Avant de rire en voyant des joueurs de Pokémongo à l’oeuvre, lisez cette analyse….lesjeu n’a pas tout bon mais présente surtout au contraire des point positifs incontestables.

Olivier Mauco, concepteur de jeux vidéos et professeur à Sciences Po, décrypte l’arrivée du phénomène PokémonGo sur les smartphones, et ce qu’il en dit de la société.

Propos recueillis par Paul LORGERIE.

Comment analysez-vous ce phénomène qui prend de plus en plus d’ampleur ?
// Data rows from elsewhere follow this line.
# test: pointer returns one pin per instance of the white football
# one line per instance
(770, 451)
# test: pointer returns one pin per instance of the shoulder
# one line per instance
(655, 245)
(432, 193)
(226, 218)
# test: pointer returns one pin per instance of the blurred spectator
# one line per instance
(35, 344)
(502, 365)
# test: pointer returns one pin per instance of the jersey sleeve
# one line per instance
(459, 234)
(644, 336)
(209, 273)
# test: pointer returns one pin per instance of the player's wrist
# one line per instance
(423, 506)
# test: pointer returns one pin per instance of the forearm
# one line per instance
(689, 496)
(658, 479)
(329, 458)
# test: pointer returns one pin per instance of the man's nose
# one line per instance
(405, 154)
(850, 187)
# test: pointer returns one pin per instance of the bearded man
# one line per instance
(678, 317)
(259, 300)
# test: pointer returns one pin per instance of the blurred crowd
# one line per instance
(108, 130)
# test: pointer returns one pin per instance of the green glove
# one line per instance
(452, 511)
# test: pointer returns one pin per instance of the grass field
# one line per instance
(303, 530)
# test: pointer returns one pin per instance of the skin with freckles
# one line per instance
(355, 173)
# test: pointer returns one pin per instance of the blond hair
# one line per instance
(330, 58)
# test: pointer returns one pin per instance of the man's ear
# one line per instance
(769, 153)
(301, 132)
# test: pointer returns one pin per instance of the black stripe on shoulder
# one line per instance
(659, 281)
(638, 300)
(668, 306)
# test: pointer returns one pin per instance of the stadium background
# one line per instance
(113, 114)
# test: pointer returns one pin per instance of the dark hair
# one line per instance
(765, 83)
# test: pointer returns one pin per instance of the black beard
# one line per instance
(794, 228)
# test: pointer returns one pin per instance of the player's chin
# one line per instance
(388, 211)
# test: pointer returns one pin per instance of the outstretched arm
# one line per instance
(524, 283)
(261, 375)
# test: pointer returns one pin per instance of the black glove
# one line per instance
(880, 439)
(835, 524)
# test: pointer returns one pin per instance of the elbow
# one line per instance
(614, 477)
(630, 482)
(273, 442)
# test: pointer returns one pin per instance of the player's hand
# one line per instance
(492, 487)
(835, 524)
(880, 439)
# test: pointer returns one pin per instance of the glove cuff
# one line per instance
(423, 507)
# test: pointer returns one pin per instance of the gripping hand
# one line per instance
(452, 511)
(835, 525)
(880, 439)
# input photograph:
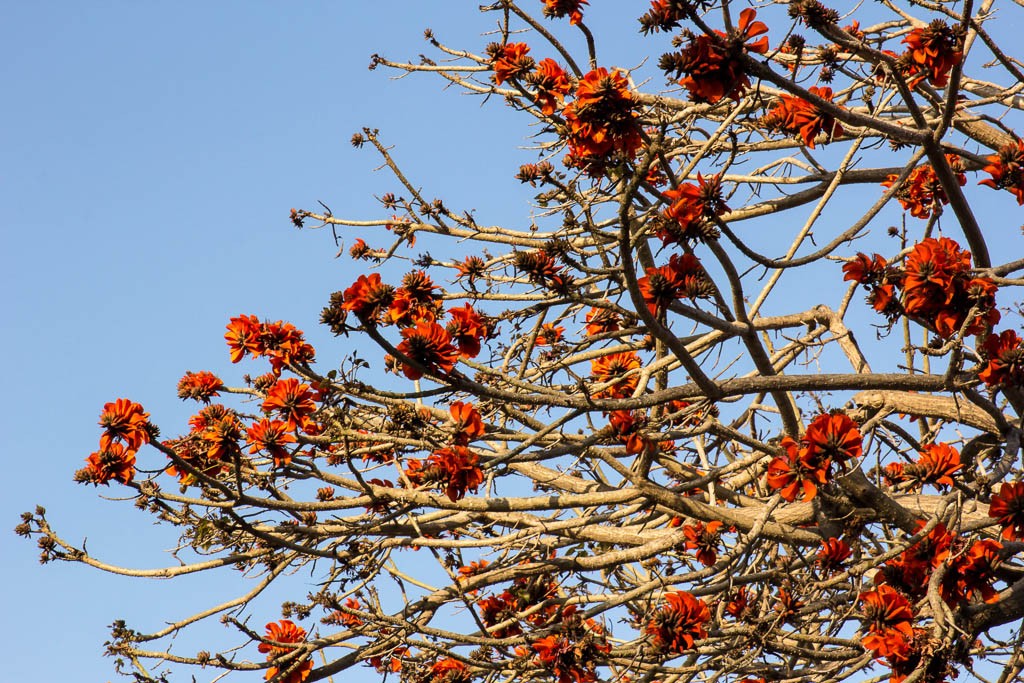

Google se trouve derrière cette application. Cela aide énormément en terme de visibilité. La marque Pokémon fait également partie de la culture populaire et est pratiquée par toute une génération depuis vingt ans maintenant. Il y a également l’aspect découverte des fonctionnalités du smartphone.

Tout le monde en a un, mais personne n’utilise vraiment la réalité augmentée, qui est assez drôle. C’est un jeu qui regroupe une multiplicité de critères. La partie exploration, collection, découverte, rencontre. Cela répond au moins à trois des quatre piliers du jeu vidéo.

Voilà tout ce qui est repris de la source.